Note – If your table name contains special characters, use double quotes to mark it like this,
session.table('"my table"')
. For fully qualified names, you need to use double quotes separately like this,session.table('"my db"."my schema"."my.table"')
.
Examples
>>> df1 = session.create_dataframe([[1, 2], [3, 4]], schema=["a", "b"]) >>> df1.write.save_as_table("my_table", mode="overwrite") >>> session.table("my_table").collect() [Row(A=1, B=2), Row(A=3, B=4)] >>> current_db = session.get_current_catalog() >>> current_schema = session.get_current_schema() >>> session.table([current_db, current_schema, "my_table"]).collect() [Row(A=1, B=2), Row(A=3, B=4)]
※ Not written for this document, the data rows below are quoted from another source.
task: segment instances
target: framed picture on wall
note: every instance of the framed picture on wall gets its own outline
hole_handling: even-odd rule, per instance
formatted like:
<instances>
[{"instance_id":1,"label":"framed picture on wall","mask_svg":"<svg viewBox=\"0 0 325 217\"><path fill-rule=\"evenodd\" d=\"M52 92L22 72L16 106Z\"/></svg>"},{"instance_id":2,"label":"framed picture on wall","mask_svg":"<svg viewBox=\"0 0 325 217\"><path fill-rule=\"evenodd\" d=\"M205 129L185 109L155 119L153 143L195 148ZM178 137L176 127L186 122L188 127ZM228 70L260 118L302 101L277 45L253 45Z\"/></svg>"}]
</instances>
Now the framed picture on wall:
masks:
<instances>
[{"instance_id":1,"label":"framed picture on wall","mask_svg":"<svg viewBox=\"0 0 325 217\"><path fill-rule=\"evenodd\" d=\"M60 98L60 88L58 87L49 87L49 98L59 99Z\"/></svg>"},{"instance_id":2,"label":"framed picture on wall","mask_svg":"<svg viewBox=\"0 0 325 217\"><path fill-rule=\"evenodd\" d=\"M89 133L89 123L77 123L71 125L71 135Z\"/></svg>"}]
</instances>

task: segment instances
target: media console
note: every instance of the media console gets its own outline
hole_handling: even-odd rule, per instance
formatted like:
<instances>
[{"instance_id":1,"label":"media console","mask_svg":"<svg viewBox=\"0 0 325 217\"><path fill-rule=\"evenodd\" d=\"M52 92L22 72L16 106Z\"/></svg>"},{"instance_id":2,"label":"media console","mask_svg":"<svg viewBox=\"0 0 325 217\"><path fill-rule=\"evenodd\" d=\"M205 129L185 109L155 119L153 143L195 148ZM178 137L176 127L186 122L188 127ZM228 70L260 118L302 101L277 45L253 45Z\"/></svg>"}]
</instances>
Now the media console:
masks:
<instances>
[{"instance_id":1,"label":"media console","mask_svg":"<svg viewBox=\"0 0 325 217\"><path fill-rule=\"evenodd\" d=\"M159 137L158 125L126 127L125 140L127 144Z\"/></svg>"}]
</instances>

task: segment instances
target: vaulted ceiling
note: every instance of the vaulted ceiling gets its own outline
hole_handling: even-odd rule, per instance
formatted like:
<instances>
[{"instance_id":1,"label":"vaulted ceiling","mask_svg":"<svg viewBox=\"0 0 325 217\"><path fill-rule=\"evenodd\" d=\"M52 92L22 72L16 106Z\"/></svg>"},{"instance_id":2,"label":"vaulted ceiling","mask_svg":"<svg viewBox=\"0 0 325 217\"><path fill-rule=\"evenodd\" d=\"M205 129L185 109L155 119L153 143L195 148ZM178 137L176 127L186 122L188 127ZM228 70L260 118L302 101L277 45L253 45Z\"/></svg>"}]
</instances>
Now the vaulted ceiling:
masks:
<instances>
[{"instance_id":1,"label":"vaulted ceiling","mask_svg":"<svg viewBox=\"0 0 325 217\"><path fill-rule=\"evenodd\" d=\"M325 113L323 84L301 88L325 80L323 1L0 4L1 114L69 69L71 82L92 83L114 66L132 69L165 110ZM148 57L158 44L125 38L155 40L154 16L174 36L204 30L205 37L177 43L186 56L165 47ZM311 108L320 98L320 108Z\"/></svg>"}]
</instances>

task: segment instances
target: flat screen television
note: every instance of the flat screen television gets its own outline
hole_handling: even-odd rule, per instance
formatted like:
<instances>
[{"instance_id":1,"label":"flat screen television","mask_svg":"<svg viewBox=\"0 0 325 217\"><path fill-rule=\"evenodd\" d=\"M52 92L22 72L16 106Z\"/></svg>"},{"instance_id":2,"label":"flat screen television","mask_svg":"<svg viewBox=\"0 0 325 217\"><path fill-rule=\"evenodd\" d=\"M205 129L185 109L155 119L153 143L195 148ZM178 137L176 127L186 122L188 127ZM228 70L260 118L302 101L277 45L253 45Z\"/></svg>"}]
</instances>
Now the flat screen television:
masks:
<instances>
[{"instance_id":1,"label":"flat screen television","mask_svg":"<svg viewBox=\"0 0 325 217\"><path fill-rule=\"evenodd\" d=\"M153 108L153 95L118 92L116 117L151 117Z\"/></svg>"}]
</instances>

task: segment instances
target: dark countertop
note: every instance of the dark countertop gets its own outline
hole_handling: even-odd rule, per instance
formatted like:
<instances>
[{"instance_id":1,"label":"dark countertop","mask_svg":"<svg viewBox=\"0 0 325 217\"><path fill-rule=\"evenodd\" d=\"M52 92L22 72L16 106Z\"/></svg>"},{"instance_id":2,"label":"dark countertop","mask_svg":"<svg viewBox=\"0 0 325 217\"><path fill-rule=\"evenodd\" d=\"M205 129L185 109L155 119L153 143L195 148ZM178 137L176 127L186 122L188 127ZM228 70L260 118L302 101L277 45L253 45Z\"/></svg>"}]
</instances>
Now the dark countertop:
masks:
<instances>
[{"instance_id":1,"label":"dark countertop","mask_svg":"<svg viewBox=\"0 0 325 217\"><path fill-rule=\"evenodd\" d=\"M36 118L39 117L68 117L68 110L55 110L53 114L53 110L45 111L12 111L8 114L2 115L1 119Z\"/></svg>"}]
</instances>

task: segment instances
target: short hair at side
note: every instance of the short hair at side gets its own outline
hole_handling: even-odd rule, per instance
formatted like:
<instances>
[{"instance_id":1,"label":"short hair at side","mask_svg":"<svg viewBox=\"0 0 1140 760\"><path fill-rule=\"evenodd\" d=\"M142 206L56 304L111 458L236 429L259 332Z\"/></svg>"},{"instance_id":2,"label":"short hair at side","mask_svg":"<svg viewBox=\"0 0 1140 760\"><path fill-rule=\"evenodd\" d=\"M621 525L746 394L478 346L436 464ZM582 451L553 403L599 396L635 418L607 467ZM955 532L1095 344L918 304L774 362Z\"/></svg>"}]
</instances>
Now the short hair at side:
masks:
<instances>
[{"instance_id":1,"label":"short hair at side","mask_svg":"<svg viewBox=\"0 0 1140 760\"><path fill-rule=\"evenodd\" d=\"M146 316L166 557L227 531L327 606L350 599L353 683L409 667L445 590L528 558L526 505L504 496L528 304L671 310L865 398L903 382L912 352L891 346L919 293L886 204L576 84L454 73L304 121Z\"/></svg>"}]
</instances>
- table_function(func_name: str | List[str] | TableFunctionCall, *func_arguments: ColumnOrName, **func_named_arguments: ColumnOrName) DataFrame #
Creates a new DataFrame from the given Trino SQL table function.
References: Trino SQL functions.
- Parameters:
func_name – The SQL function name.
func_arguments – The positional arguments for the SQL function.
func_named_arguments – The named arguments for the SQL function, if it accepts named arguments.
- Returns:
A new
DataFrame
with data from calling the table function.
- Example 1
Query a table function by function name:
>>> from pystarburst.functions import lit >>> session.table_function("sequence", lit(0), lit(4)).collect() [Row(sequential_number=0), Row(sequential_number=1), Row(sequential_number=2), Row(sequential_number=3), Row(sequential_number=4)]
- Example 2
Define a table function variable and query it:
>>> from pystarburst.functions import table_function, lit >>> sequence = table_function("sequence") >>> session.table_function(sequence(lit(0), lit(4))).collect() [Row(sequential_number=0), Row(sequential_number=1), Row(sequential_number=2), Row(sequential_number=3), Row(sequential_number=4)]
- use(catalog_schema: str) None #
Specifies the active/current schema for the session.
- Parameters:
catalog_schema – The catalog and/or schema name.